Infeliz, mas com humor
Beth é uma mulher interessante. Nem feia nem bonita. Agradável, sempre com um sorriso e falando pelos cotovelos, mas tem um grave defeito. Apesar de bem sucedida profissionalmente, culta, viajada, teima em se achar infeliz, sozinha, sem amigos. Abandonada. E nessa infelicidade, desenvolveu um dom raro. Conta suas desventuras com tal graça e alegria, que parece falar de uma pessoa que não ela mesma. E, melhor. Ou, pior; desfia seu rosário de lamentações com o humor dos grandes humoristas.
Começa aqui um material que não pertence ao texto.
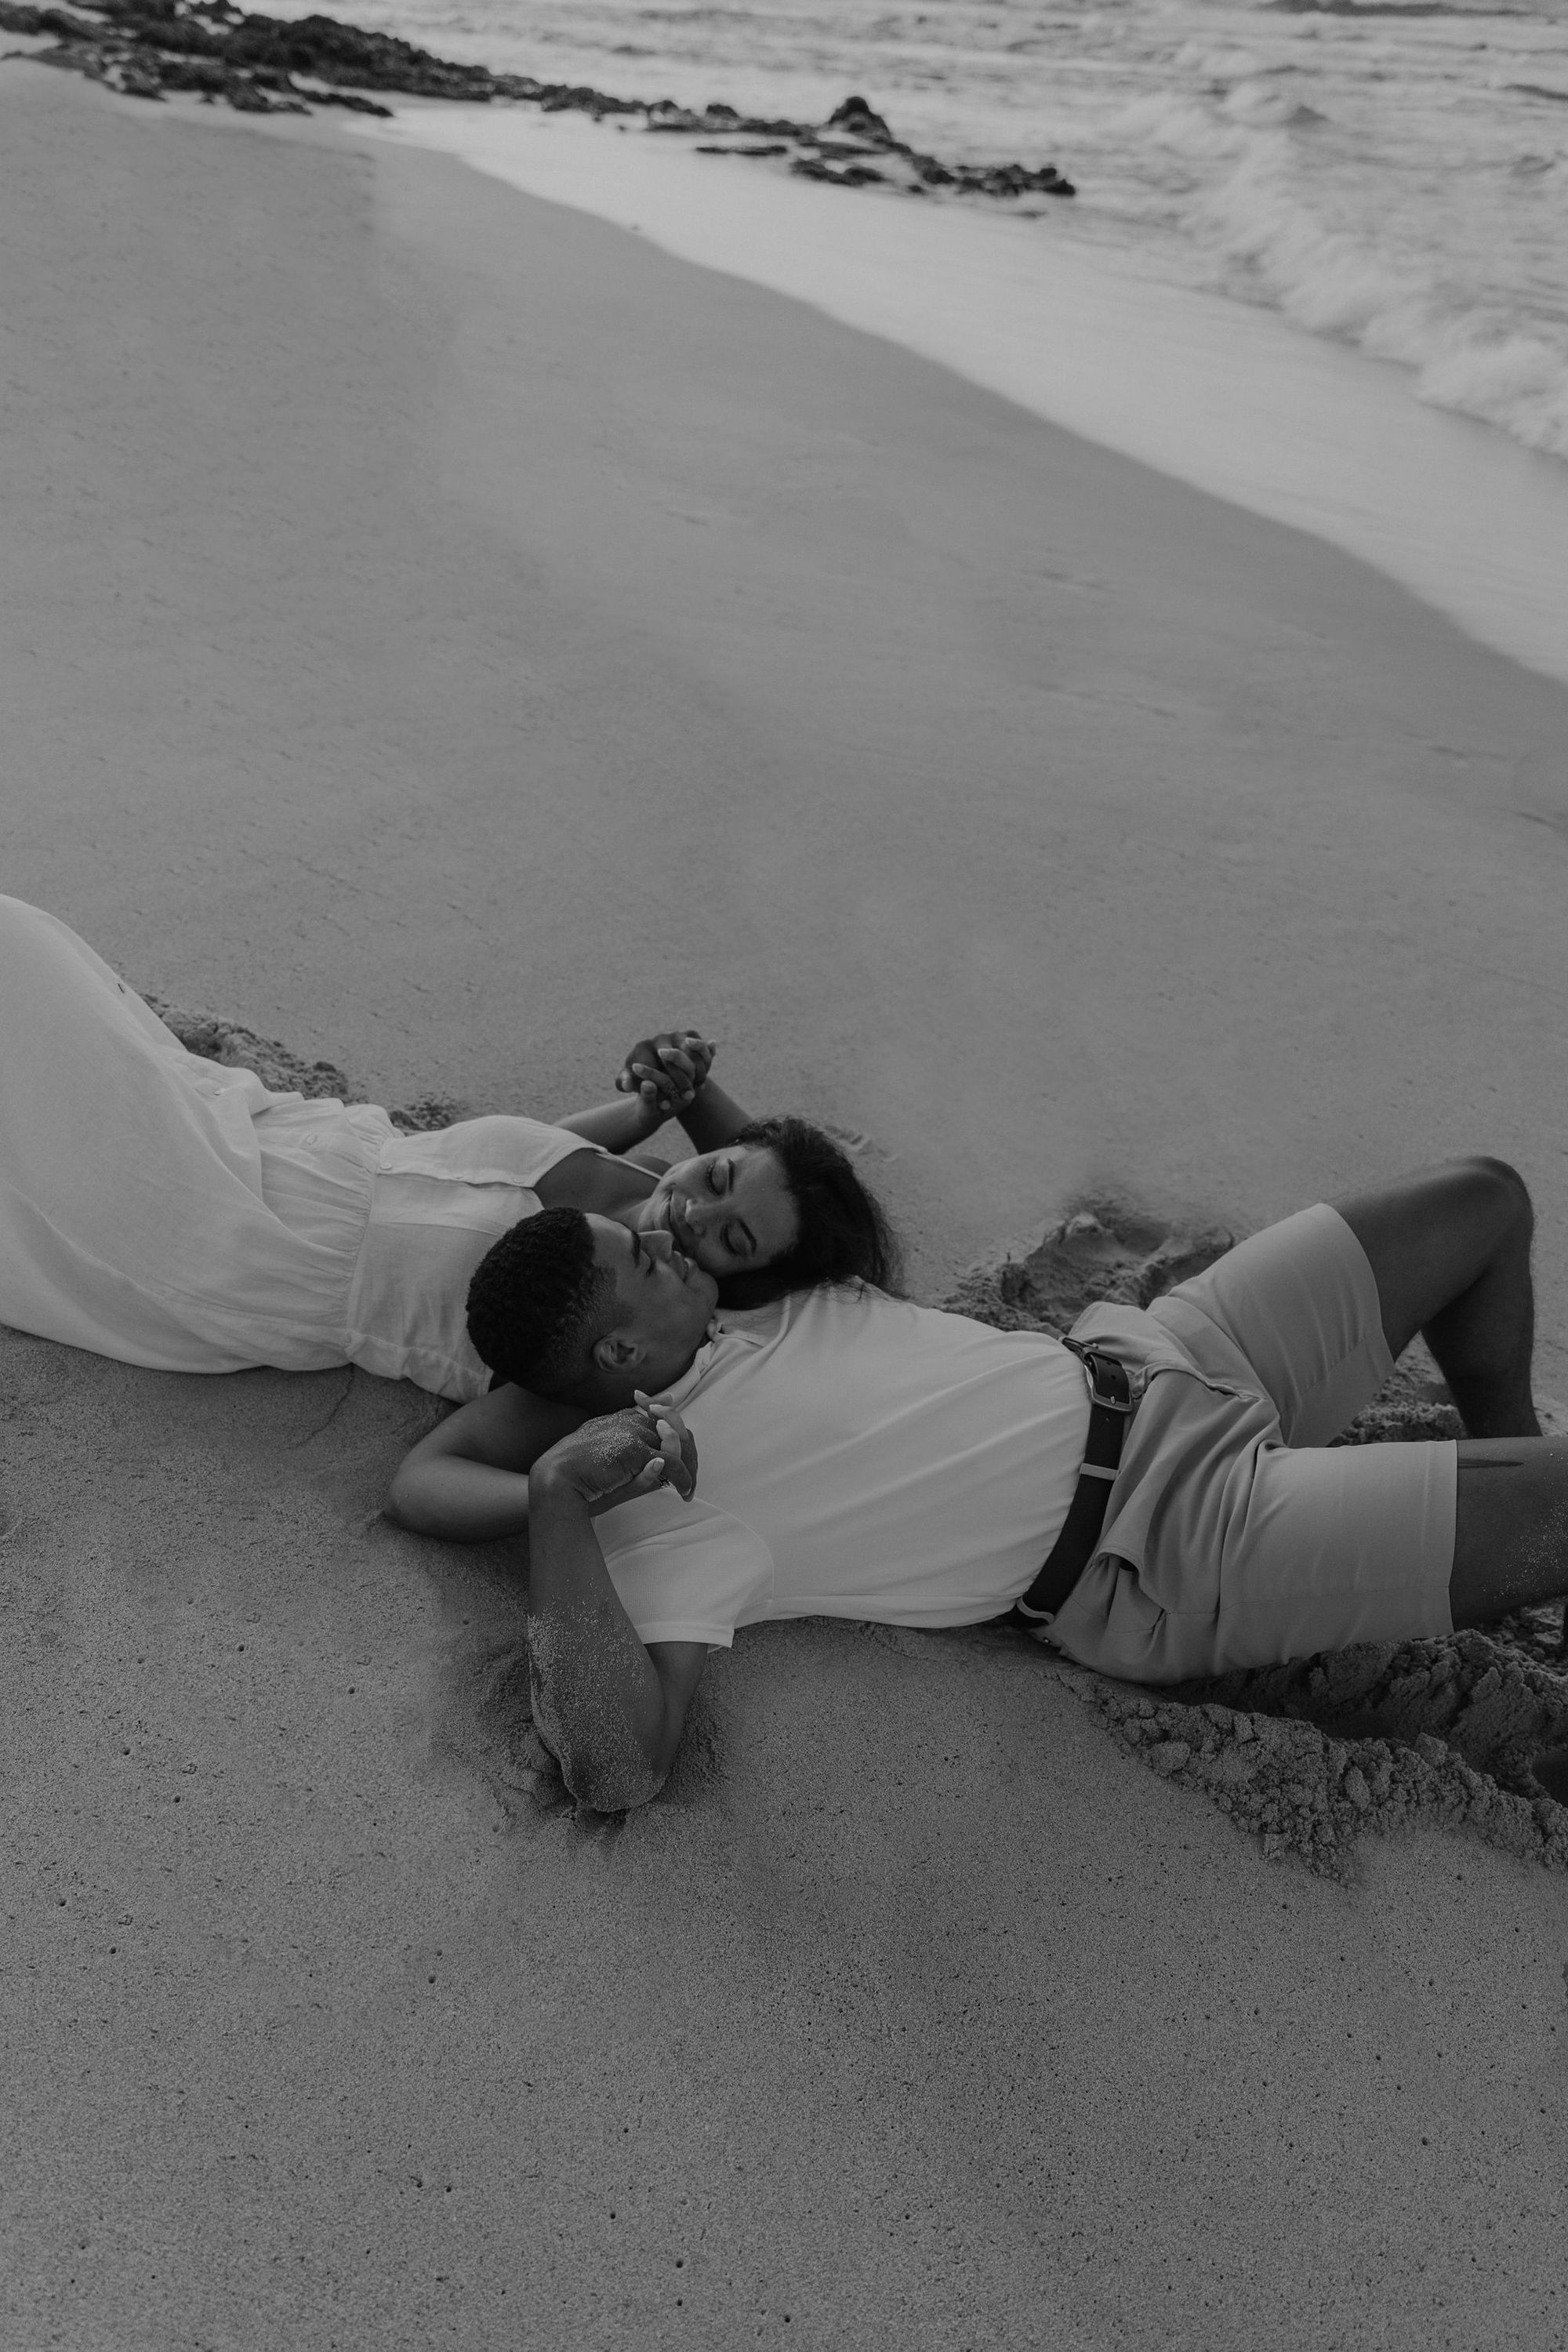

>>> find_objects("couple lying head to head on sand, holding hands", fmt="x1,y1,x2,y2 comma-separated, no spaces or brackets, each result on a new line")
0,901,1568,1811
Entre muitas histórias. Ela contou noutro dia uma particularmente engraçada. Diz que aderiu, depois de relutar muito, à tecnologia da moda. Saiu de casa resoluta, decidida a comprar um celular. Saiu firme com esse pensamento fixo, que era pra não desistir antes de entrar no elevador e ganhar a rua. Folhetos de propagandas na bolsa entrou na loja e nem quis pesquisar os modelos. Pediu logo à funcionária que a atendeu;
_ Quero o modelo mais novo, com tudo o que tenho direito. Mensagens, torpedos, mails e, principalmente, telefone e mp3 pois no mínimo fico falando sacanagem com o Wando enquanto ele canta. A moça do balcão, solícita, trouxe a última novidade em celulares. Beth pagou em dinheiro vivo. É. Cheque tem que ser preenchido, demora que provoca pensamentos, que provocam dúvidas, que provocam arrependimento. Que provoca desistência. Embrulhar? Pra quê? _ já vou usar. Saiu da loja olhando o novo brinquedo, embevecida. Foi direto para o trabalho. Colocou o celular sobre a mesa e se concentrou na atividade diária. Concentrou-se? Tentou. E foi aí que caiu a ficha. Miserável máquina silenciosa. Ou defeituosa. Por que os celulares de todos os colegas não param de tocar? E o dela, ali, novo, novíssimo, quieto, indiferente à sua agonia. Pronto, olha o arrependimento aí. E a argumentação definitiva, aquela que justifica a infelicidade. “-Pombas, mas pra que eu quero um celular com tantas possibilidades se não existe a possibilidade de eu receber nem ligação por engano?. Nem uma piada, aviso de falecimento, um trote, um xingamento?” Mas Beth, apesar de tudo, tem uma mente fértil, sempre pronta para solucionar questões difíceis. Levantou-se e saiu da sala deixando o celular onde estava. Pegou o elevador e desceu os 18 andares que a separavam do orelhão mais próximo, em plena avenida. Pronto, acabara de receber seu primeiro telefonema. Pena que não estava lá para atender.Mas pelo menos tocara. E Beth teve outra idéia brilhante. Tornou a ligar, desta vez para casa. Deixou recado na secretária eletrônica. “Liga pra mim”. E deu o número do seu celular novo, novíssimo.